Aujourd'hui il m'est plus familier.
J'enlève certaines certitudes de mes croyances et je préfère m'ouvrir au Tout car il me semble que "si on enferme le monde dans des réponses, on s'éloigne de la réalité".
Ainsi je lève mes certitudes et je met un pas dans l'inconfort du doute, qui me permet d'avancer, toujours plus et de tenter de toucher "l'étoile infiniement proche et toujours inaccessible.
"Ni un itinéraire ni une errance, la vie intérieure est itinérance. Le chemin n'est pas tracé à l'avance, nos points de repères, nos bornes et nos balises souvent s'effacent ou sont emportés par le vent. Pourtant le chemin a un sens, une orientation. Dans le désert, plus important qu'une carte, est une boussole, pour ne pas perdre le nord. Quel que soit le désert à traverser, tu n'es jamais vraiment perdu si dans ce désert tu as un coeur". (Timimoun)
"La grande question ce n'est pas : quel sera mon avenir? ou l'avenir de l'humanité ou l'avenir de la terre. Tout cela peut durer encore quelques années ou quelques millénaires; tout peut s'arrêter d'un moment à l'autre...De tout façon on n'échappe pas à la loi de l'entropie:"le monde tel que nous le voyons est en train de disparaître".
La grande question, c'est davantage: quelle sera mon éternité, que faire de ma vie qui échappe au temps ou qui "rachète le temps"?

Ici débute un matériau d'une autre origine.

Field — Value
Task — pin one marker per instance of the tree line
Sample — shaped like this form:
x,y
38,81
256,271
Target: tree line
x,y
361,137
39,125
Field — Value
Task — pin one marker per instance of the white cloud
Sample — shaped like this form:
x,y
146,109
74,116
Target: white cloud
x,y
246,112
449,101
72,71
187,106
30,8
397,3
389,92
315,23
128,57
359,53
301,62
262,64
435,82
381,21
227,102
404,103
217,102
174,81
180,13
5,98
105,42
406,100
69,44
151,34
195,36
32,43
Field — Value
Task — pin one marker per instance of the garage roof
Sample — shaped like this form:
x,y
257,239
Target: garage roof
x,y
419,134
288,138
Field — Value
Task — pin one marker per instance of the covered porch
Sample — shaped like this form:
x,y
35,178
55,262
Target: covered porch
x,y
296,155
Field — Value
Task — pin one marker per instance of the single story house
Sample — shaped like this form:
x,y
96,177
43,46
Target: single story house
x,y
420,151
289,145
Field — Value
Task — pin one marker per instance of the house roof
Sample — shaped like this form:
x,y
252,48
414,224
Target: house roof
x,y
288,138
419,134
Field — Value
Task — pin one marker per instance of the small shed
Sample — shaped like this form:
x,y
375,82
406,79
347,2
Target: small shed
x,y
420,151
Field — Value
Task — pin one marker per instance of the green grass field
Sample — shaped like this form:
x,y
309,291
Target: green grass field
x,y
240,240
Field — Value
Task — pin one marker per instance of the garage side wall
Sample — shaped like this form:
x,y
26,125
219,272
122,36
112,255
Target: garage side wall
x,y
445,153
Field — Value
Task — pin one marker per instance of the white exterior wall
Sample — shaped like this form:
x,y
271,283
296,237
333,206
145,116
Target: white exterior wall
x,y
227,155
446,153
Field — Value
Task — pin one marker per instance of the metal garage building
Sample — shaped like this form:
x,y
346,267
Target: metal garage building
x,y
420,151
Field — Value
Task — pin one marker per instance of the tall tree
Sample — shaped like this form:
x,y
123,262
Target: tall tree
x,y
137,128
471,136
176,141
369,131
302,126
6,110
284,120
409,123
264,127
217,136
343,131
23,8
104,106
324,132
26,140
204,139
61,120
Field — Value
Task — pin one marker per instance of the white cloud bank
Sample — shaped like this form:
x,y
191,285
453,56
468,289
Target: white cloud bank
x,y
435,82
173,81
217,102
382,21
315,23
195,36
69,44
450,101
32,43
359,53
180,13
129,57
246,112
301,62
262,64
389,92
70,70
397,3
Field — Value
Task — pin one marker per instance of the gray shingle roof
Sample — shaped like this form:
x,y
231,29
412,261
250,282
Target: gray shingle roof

Il y a des jours où il faut se poser la question : suis-je sur une voie de réussite, suis-je sur une voie de sainteté? ou suis-je sur une voie d'entiereté?
La réussite est dans le temps, elle concerne mon avenir, la sainteté est au-delà du temps, elle concerne mon éternité.
L'entiereté n'oppose pas les deux, elle concerne mon avenir et mon éternité".
Jean-Yves Leloup
"L'illumination, c'est d'abord la liberté d'être le raté que l'on est. Il nous faut commencer là où nous sommes, mais tout entier sans réserve et sans regret. En dehors de cette acceptation, toute tentative de discipline morale ou spirituelle demeure le combat stérile d'un esprit divisé et de mauvaise doi..."
Alan Watts.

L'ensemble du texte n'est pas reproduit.